Showing up to a Miami-Dade County Commission meeting a little hot under the collar, seething over a local government decision? Not unusual.
Threatening bodily harm to elected officials — and pointing at them while doing so? That’ll get you arrested.
Jose Antonio Fernandez, 54, found that out the hard way Tuesday when he stepped to the microphone and warned that if the county were to take his property, he would have “the right to shoot every one of you.
“Shoot ’em,” he said.
Two sergeants-at-arms moved in, one on either side of Fernandez. They rushed him out of the commission chambers and handcuffed him.
“Will you please remove him completely from the building, and follow up on that?” Chairwoman Rebeca Sosa said behind them.
Fernandez was still yelling from the escalator. “Enough is enough! This is America!”
The Miami-Dade Police Department slapped him with 13 felony charges of threatening to harm a public servant — one for each of the 12 commissioners present and for Mayor Carlos Gimenez — and a misdemeanor charge of disorderly conduct.
Wednesday, Fernandez remained in jail with bond set at $97,500. His public defender declined to comment.
He had been the first speaker called at Tuesday’s property-tax rate hearing.
Fernandez, sporting a prominent beard and a T-shirt that read “No to United Nations Agenda 21,” accused the commission of “confiscating the land of small farmers.”
“You confiscated my land already,” he said.
“Now you want my house. I came here to tell you in public, if you sell my house, the ‘bleep’ is going to hit the fan,” he added, apparently more comfortable making threats than cursing. “And I’m going to board the entire house with me inside.”

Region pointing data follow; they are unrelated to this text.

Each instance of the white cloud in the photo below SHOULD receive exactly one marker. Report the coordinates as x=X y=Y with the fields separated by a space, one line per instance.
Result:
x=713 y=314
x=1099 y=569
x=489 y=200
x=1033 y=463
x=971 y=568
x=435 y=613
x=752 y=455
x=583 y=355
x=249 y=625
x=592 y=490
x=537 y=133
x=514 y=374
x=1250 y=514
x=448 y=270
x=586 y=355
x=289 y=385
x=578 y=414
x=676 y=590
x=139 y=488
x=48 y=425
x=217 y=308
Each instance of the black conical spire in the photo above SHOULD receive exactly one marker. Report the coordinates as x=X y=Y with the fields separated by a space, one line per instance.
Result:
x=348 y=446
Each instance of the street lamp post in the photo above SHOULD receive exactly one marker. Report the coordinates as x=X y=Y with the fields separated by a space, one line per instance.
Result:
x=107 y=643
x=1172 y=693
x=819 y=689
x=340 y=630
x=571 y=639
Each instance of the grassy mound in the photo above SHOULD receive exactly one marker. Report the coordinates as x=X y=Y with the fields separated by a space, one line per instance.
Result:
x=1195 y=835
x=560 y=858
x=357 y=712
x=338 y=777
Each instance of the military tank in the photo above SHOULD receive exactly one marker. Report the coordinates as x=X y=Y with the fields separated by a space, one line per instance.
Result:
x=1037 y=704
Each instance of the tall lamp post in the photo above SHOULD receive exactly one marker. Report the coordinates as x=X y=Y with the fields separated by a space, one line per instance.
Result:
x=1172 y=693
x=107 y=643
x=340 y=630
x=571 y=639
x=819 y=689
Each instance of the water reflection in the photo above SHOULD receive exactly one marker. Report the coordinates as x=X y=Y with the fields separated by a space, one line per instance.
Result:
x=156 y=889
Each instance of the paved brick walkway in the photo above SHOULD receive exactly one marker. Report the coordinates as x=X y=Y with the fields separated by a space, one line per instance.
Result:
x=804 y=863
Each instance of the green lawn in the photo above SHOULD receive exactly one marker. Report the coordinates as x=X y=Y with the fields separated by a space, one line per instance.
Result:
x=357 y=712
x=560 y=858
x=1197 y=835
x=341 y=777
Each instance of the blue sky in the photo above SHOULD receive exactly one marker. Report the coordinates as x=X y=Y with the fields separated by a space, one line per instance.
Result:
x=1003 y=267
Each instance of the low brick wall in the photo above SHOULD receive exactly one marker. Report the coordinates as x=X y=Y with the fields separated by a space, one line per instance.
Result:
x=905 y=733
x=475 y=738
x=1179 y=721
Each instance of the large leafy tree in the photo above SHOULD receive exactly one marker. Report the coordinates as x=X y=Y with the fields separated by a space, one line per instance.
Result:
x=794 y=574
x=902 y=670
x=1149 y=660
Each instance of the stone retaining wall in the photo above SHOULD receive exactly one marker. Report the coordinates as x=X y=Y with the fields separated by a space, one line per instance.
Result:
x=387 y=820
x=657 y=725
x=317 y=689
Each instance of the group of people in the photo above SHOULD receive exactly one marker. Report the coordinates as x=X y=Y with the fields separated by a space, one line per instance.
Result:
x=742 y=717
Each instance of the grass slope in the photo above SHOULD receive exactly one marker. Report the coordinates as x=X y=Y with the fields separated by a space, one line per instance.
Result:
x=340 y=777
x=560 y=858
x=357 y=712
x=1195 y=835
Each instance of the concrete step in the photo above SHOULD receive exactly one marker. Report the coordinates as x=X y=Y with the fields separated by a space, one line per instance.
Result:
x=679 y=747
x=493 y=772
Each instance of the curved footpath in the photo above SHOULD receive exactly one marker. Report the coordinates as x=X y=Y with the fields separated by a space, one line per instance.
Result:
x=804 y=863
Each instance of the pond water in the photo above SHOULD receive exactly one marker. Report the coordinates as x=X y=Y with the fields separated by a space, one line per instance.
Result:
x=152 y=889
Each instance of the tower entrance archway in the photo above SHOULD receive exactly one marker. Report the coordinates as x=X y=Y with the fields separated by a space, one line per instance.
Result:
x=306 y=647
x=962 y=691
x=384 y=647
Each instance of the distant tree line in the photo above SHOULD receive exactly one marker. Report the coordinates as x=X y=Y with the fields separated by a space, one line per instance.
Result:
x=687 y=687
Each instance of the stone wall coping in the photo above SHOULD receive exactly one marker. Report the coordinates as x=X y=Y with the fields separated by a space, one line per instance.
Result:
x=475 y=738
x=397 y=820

Fernandez lives just outside a rural South Miami-Dade enclave locked in legal battles with county environmental regulators over wetlands violations. The small nurseries and farms just east of the Everglades and west of Krome Avenue in the Las Palmas community — known as the 8 ½ Square Mile Area — have repeatedly run afoul of the Division of Environmental Resources Management.
A judge ruled in 2011 that Fernandez’s nursery — which was on a separate property from his home — owed the county $316,000 in restitution that Miami-Dade has yet to receive.
The home, which is not in Fernandez’s name, is scheduled to be sold in a foreclosure auction this month.
An undated photo in Google Maps purportedly of Fernandez’s home shows a sign affixed to a tree outside that reads, “DERM must be stopped.”
A call to the listed owner went unanswered Wednesday.
“I dare you to sell my house,” Fernandez told commissioners Tuesday. “You have become tyrants. You have become a corrupted government. You have destroyed my family. And hundreds of families.
“And I said: enough. I am the people. And the time that you sell the house, my constitution gives me the right to shoot every one of you,” he concluded, pointing at the dais. “Shoot ’em.”